Ich würde nicht so weit gehen wie ein Kritiker, der diesen Film als unchristlich bezeichnet hat, weil er nur Hass und Emotionen schüre. Ich bin mir nicht sicher, wie er auf Menschen wirkt, die nicht im christlichen Glauben verwurzelt sind. Allerdings habe ich Zweifel, ob er bei Andersgläubigen Sympathie für den christlichen Glauben wecken kann. Eher dürfte er abstoßend wirken. Ich kann mir nicht vorstellen, dass dieser Film „Christum treibet“, wie Martin Luther es einmal ausgedrückt hat.

Dennoch könnte der Film als Katalysator wirken, dass wir Christen uns unserer Schuldgeschichte gegenüber dem Judentum noch eindringlicher und ehrlicher stellen. Dazu gehört sicher, sich mit manchen problematischen Äußerungen der Evangelien, vor allem des Matthäus und Johannes, offener und ehrlicher auseinanderzusetzen. Der „Blutruf“ in Mt 27,25: „Sein Blut komme über uns und unsere Kinder“ (er ist in den Untertiteln des Films Gott sei dank weggelassen) hat eine blutige Spur in der Christentumsgeschichte hinterlassen und wesentlich zum Antisemitismus beigetragen. Das ist sicher nicht die Intention des Evangelisten gewesen. Aber die Wirkungsgeschichte dieses Textes war schlimm. Das gleiche gilt für die Johannespassion, in der sehr pauschal von „den Juden“ die Rede ist. Auch dieser Text kann antisemitisch wirken, wenn er auch nicht so gemeint ist. Für den Evangelisten ist klar, dass die Schuld am Tod Jesu nicht bei „den Juden“ liegt, sondern dass es einige der führenden Leute im damaligen Jerusalem gewesen sind, die den Tod Jesu betrieben haben. Und für Matthäus ist klar, dass die Selbstverfluchung des Blutrufs sich mit der Zerstörung Jerusalems durch die Römer „erledigt“ hat.
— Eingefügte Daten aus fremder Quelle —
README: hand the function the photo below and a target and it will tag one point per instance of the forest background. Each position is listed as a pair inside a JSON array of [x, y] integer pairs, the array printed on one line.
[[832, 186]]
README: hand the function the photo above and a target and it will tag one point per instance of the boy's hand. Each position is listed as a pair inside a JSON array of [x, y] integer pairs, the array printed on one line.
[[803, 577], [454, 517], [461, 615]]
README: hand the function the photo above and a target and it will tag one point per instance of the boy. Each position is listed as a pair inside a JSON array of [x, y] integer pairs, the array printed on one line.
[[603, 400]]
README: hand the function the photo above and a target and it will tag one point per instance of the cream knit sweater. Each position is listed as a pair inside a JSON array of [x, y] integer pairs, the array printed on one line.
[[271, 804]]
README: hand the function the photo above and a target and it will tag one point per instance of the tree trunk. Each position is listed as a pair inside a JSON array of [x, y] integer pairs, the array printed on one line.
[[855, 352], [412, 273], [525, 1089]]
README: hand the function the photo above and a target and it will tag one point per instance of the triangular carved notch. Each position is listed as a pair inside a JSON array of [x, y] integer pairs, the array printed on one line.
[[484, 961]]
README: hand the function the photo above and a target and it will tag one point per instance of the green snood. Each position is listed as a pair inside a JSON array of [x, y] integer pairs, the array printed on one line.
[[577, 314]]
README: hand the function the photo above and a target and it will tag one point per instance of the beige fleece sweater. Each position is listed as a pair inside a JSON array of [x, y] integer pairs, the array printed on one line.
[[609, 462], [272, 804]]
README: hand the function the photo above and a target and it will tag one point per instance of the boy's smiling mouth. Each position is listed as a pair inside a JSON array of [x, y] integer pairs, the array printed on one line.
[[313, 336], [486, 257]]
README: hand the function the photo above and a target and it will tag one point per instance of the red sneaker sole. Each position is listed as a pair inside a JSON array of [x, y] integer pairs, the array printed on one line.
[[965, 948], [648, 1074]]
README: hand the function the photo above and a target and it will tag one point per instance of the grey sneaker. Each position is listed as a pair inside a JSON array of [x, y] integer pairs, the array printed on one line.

Was Gibson kaum beachtet: Alle vier Evangelisten wollen keinen Dokumentarbericht bieten. Jeder von ihnen spricht eine andere Glaubensgruppe an. Es geht ihnen in ihren Passionserzählungen zentral um eine Deutung des Todes Jesu. Sie fragen nach dem Sinn des Geschehens und versuchen darauf höchst unterschiedlich akzentuierte Antworten zu geben. Diese Dimension geht in dem Film so gut wie unter. Und wenn Gibsons Deutung die einzige bliebe, wäre es schrecklich.

Die vier Evangelien des Neuen Testaments erzählen die Passion Jesu im gesamten Rahmen des Lebens Jesu. Auf diese Weise erscheint die Kreuzigung als Konsequenz seines unkonventionellen Sprechens über Gott, der darin implizierten Kritik an den damals Mächtigen, seines radikalen Einsatzes für die Benachteiligten. In Gibsons Jesus-Film ist die Passion ein ziemlich isoliertes Ereignis. Das vermögen auch die Rückblenden nicht aufzufangen.

Der Film selber wird meines Ermessens kaum Menschen vom christlichen Glauben überzeugen können. Was er bewirken kann, ist ein neues Interesse an den Themen „Passion Jesu“ und „christliche Judenfeindschaft“. Seelsorge, Religionsunterricht und Erwachsenenbildung sollten sich diesen Themen stellen.